The Attack Technique
The initial access vector was the abuse of a legitimate doctor's SNS credentials, which the attackers used to query and pull patient records through the sanctioned clinical interface. Investigators believe AI was used to scale up record collection well beyond what a human operator could achieve manually, suggesting either scripted automation against the portal or LLM-assisted tooling to parse and prioritize records. Detection appears to have come from clinicians themselves, who noticed unauthorised access notifications on the SNS portal via Portugal's Chave Móvel Digital electronic identity system. SPMS has since deactivated the abused credentials, halted data exfiltration, seized machines for forensic analysis, and is rolling out additional hardening measures.
What Organizations Should Do
- Enforce phishing-resistant MFA on all clinical and administrative accounts that can access patient records, and treat single-factor or SMS-based fallbacks as unacceptable for high-value identities.
- Instrument anomaly detection on record-access behavior, including volume thresholds, off-hours queries, and geographic or device-fingerprint deviations, rather than relying solely on authentication success.
- Apply rate limiting and query quotas at the application layer so that no individual account can pull tens of thousands of records in a short window without triggering hard stops.
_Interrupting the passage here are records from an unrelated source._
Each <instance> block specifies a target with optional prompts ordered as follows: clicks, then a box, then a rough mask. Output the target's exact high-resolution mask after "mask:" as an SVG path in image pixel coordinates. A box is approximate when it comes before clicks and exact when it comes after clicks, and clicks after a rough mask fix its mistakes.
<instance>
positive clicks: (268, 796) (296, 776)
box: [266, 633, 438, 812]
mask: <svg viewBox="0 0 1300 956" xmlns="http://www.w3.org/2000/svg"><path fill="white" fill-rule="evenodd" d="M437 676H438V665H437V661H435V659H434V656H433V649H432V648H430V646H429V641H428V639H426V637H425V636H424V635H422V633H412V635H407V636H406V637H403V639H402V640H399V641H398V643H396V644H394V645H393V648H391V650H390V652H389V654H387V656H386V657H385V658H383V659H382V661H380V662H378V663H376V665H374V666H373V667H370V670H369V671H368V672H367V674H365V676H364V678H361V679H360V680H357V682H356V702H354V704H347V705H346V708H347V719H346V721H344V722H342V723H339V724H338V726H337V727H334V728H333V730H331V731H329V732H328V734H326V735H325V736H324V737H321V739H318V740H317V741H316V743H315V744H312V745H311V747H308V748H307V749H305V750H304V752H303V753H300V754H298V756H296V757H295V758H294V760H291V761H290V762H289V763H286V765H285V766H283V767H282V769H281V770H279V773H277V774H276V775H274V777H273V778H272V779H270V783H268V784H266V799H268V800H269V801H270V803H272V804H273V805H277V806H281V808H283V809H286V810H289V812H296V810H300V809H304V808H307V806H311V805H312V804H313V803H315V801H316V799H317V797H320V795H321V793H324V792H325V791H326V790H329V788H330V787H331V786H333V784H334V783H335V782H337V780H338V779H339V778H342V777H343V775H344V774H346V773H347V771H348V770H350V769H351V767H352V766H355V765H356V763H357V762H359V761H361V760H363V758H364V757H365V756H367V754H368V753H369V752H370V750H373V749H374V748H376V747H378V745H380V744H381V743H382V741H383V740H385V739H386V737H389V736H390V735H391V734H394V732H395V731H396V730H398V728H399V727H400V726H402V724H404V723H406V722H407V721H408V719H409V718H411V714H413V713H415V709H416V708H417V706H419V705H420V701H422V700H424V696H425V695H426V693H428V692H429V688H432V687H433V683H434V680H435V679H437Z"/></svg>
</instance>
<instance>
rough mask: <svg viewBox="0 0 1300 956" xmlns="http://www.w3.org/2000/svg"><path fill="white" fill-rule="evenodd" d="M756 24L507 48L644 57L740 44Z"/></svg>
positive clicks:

- Build out user-facing access transparency, similar to the SNS portal notifications that surfaced this incident, so clinicians and patients can spot misuse of their own identities quickly.
- Hunt proactively for credential reuse, infostealer-sourced logs, and session-token theft affecting clinical staff, and rotate credentials for any account flagged in third-party breach intelligence.
- Prepare incident response and GDPR notification playbooks specifically for AI-accelerated exfiltration scenarios, where the window between initial access and mass theft may be measured in hours rather than weeks.